Climatisation : confort ou menace pour la santé ?
Climatisation : confort ou menace pour la santé ?

Rafraîchir l’air quand l’été devient étouffant, réguler l’humidité, rendre les bureaux respirables… la climatisation a tout du confort moderne indispensable. Pourtant, une interrogation revient régulièrement : peut-elle nous rendre malades ? La réponse est nuancée. Dans des conditions normales de fonctionnement, aucun danger. Mais lorsqu’elle est mal entretenue, la machine qui devait protéger devient un vecteur d’infections.

Quand le confort vire au « syndrome du bâtiment malsain »

Maux de tête, toux persistante, fatigue, démangeaisons ou difficultés respiratoires : ces symptômes regroupés sous le nom de « syndrome des bâtiments malsains » touchent surtout les travailleurs enfermés toute la journée dans des locaux climatisés. Des études ont montré que les employés exposés quotidiennement à la climatisation présentaient plus d’allergies, une fonction pulmonaire amoindrie et davantage d’arrêts maladie que ceux travaillant dans des environnements ventilés naturellement. La cause ? Des filtres mal entretenus qui laissent passer poussières, polluants et allergènes au lieu de les bloquer.

Des bactéries, champignons et virus tapis dans les conduits

La climatisation mal entretenue peut devenir un terrain de jeu idéal pour des microbes autrement contenus. La bactérie Legionella, responsable de la maladie du légionnaire, trouve dans l’eau stagnante des systèmes défectueux un milieu propice. Résultat : une pneumonie sévère, parfois mortelle, qui frappe régulièrement dans les hôtels, hôpitaux et bureaux mal équipés. Les champignons Aspergillus ou Cladosporium, présents dans certains réseaux hospitaliers, peuvent provoquer des infections graves chez les personnes fragiles. Même des virus comme le norovirus ont déjà circulé via des climatiseurs défectueux, déclenchant des épidémies dans des écoles.
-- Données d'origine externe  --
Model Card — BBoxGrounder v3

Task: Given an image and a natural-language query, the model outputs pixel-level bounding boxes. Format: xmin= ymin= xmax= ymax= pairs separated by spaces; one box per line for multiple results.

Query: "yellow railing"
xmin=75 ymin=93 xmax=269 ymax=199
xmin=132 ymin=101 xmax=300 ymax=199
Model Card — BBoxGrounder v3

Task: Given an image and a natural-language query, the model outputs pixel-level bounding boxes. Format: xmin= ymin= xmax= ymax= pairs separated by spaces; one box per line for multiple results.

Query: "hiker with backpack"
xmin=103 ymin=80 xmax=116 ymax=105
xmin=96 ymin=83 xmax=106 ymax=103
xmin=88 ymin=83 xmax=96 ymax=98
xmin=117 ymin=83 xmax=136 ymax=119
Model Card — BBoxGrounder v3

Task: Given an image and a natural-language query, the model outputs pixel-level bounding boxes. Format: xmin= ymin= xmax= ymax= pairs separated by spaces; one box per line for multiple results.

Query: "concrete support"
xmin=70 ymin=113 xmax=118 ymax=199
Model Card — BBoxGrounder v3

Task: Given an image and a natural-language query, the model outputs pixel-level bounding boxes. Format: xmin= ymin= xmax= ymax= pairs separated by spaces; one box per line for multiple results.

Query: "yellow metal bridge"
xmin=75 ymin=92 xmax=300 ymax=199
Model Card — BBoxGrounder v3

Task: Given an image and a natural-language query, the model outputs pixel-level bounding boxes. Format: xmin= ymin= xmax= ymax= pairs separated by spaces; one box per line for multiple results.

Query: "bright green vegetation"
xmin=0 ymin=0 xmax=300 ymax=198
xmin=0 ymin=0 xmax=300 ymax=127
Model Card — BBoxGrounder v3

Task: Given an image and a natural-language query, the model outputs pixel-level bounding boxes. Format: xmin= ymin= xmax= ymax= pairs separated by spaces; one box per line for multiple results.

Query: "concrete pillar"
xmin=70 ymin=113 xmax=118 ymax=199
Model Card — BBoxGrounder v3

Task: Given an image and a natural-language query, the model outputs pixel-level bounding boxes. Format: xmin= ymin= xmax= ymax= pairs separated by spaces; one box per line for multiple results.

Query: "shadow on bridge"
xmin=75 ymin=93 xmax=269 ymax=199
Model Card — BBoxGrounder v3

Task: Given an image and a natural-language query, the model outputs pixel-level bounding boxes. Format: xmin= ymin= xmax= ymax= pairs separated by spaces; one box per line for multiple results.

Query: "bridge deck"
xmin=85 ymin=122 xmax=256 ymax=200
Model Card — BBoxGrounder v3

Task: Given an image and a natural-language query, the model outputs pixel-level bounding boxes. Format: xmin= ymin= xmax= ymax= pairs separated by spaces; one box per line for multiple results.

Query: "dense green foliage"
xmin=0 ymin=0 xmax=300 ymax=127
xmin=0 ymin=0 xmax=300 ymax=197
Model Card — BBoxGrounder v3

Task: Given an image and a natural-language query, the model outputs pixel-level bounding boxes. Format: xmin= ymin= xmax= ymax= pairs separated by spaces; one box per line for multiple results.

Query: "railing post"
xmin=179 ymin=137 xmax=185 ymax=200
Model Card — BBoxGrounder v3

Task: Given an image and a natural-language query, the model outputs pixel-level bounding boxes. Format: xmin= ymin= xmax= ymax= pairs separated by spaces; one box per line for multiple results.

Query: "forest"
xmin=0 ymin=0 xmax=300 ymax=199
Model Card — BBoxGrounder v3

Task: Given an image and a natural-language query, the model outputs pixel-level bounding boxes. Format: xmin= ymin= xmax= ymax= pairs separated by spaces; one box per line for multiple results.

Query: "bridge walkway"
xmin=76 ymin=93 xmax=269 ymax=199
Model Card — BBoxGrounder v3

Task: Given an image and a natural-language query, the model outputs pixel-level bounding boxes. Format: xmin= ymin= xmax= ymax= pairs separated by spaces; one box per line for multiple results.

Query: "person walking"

Un entretien qui change tout

Il ne faut pourtant pas diaboliser ces appareils. Correctement nettoyés et désinfectés, ils jouent au contraire un rôle protecteur en réduisant la circulation de virus respiratoires, y compris le Covid-19. Le vrai danger n’est pas la climatisation en soi, mais le manque d’entretien. Filtres usés, humidité excessive, absence de nettoyage régulier transforment un allié en ennemi invisible. En somme, la climatisation n’est pas condamnée à rendre malade. Mais mal utilisée, elle devient un vecteur de polluants et d’infections. À l’heure des canicules à répétition, l’équation est claire : profiter du confort suppose de prendre au sérieux la maintenance. Le froid artificiel a un prix : celui d’un entretien rigoureux.